A custom workflow association form allows the developer to prompt the user for parameterization data when a new workflow association is created. A workflow association form is presented to the user as a final step when creating a workflow association. Note that the workflow association form can also be used by those who want to make modifications to parameterization data within an existing workflow association.
A custom workflow initiation form allows the developer to prompt the user for parameterization data when a new workflow instance is created from a workflow association. Note that workflow initiation forms can be used only when the workflow association allows users to start the workflow instance manually. When a workflow association is configured to start workflows automatically, it is not possible to prompt the user with a workflow initiation form.
Once a workflow instance has been started, there might be a need for the user to change some of its properties on the fly, such as who should approve the item or document in question. The workflow modification form is intended for this purpose.

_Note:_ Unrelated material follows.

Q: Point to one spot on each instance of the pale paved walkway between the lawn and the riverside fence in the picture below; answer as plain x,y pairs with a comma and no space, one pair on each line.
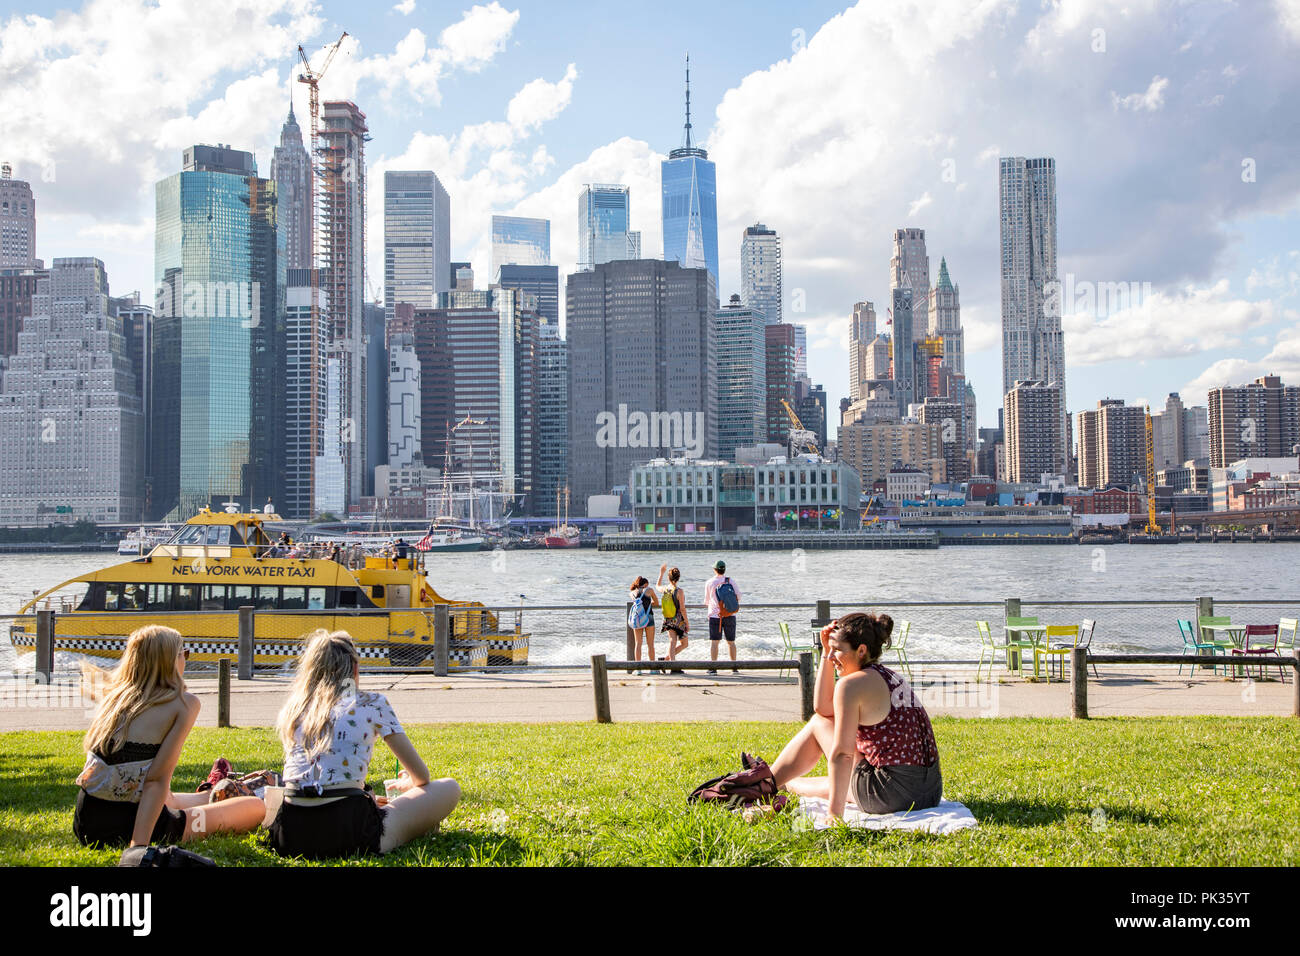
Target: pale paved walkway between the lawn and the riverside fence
567,697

A developer can add a link to the Workflow Status page, making it possible for the user to navigate to the modification form for a particular workflow instance. Using the modification form, the developer can allow the user to perform whatever types of modifications make sense.

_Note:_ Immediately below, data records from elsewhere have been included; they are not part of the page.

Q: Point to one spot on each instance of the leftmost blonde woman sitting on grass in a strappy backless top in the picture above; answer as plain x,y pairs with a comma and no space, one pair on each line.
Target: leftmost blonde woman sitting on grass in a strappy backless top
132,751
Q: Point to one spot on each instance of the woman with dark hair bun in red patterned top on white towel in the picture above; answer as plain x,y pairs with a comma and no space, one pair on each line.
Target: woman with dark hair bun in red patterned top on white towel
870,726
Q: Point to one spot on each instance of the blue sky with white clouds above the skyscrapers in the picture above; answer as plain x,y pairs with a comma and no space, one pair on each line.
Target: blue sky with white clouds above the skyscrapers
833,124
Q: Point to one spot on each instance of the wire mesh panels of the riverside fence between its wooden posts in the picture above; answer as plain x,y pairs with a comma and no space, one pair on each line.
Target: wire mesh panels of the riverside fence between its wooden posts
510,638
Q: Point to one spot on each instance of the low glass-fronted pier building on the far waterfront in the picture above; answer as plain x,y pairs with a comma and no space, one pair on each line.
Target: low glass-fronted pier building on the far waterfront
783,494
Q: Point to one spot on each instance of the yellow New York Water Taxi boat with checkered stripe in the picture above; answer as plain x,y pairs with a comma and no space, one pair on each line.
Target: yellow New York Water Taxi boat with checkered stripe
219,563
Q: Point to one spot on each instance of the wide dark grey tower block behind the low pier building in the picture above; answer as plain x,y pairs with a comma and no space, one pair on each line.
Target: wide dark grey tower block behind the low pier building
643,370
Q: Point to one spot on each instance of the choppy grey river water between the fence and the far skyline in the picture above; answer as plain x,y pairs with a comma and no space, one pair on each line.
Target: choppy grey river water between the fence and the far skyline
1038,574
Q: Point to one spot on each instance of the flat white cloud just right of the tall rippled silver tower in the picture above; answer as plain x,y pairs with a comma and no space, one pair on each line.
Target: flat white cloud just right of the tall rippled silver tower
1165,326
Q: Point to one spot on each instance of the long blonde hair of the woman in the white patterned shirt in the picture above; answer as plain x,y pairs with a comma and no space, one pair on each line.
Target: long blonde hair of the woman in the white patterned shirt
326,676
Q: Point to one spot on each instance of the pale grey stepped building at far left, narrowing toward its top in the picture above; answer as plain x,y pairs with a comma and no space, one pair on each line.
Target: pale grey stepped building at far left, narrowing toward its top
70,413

As you know, each workflow association is configured with a task list that makes it possible for workflow instances to create tasks and assign them to the users. WSS supplies a special content type named WorkflowTask with an ID of 0x010801. When you design a WF program to create tasks, you can choose the standard WorkflowTask content type or create your own custom content type. If you create your own custom content type, you must create it so that it inherits from the standard WorkflowTask content type.
One advantage to creating a custom content type for workflow tasks is that you can add extra fields beyond those defined in the standard WorkflowTask content type. A second advantage is that you can create a custom Task Edit Form. This allows you to take over the user experience when a user needs to edit a task. For example, you can supply a task edit form containing only the necessary controls, such as an Approve and Reject button.

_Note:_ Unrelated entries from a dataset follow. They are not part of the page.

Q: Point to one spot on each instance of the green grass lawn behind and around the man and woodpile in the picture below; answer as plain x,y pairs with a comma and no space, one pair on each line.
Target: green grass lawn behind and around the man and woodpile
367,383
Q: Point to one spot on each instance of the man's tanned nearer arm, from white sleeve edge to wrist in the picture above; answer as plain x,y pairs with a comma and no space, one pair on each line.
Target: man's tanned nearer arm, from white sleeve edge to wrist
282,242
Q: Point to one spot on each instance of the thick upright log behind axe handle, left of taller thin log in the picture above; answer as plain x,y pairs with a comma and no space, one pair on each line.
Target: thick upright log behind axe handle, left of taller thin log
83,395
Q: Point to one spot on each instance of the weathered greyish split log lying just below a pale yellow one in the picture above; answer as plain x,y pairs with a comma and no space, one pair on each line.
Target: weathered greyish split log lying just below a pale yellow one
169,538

Two different approaches can be used to develop custom input forms for a WSS workflow template. You can create your forms by using custom application pages, which are standard .aspx pages deployed to run out of the _layouts directory. We will discuss these workflow input forms in this chapter. If you can assume that your custom workflow templates will always run in an environment in which MOSS is installed, you also have the option of creating custom workflow forms using Microsoft Office InfoPath 2007.
There are many benefits to using Office InfoPath 2007 to create the forms for a custom workflow template. First, the integration of InfoPath Forms into a WSS workflow template significantly reduces the amount of code that you need to supply. Secondly, InfoPath forms provide a level of integration with the 2007 Microsoft Office suite client applications such as Word, Excel, Office PowerPoint, and Microsoft Office Outlook. While InfoPath forms can be presented to the user through the browser, they can also be hosted directly from within the 2007 Microsoft Office suite application, providing a more seamless user experience.
The obvious drawback to creating a workflow template that uses InfoPath forms is that it picks up a dependency on MOSS and cannot be used within environments running on WSS. For this reason, this chapter focuses on creating workflow input forms using .aspx files so that they can be deployed within any WSS 3.0 environment regardless of whether MOSS is also installed.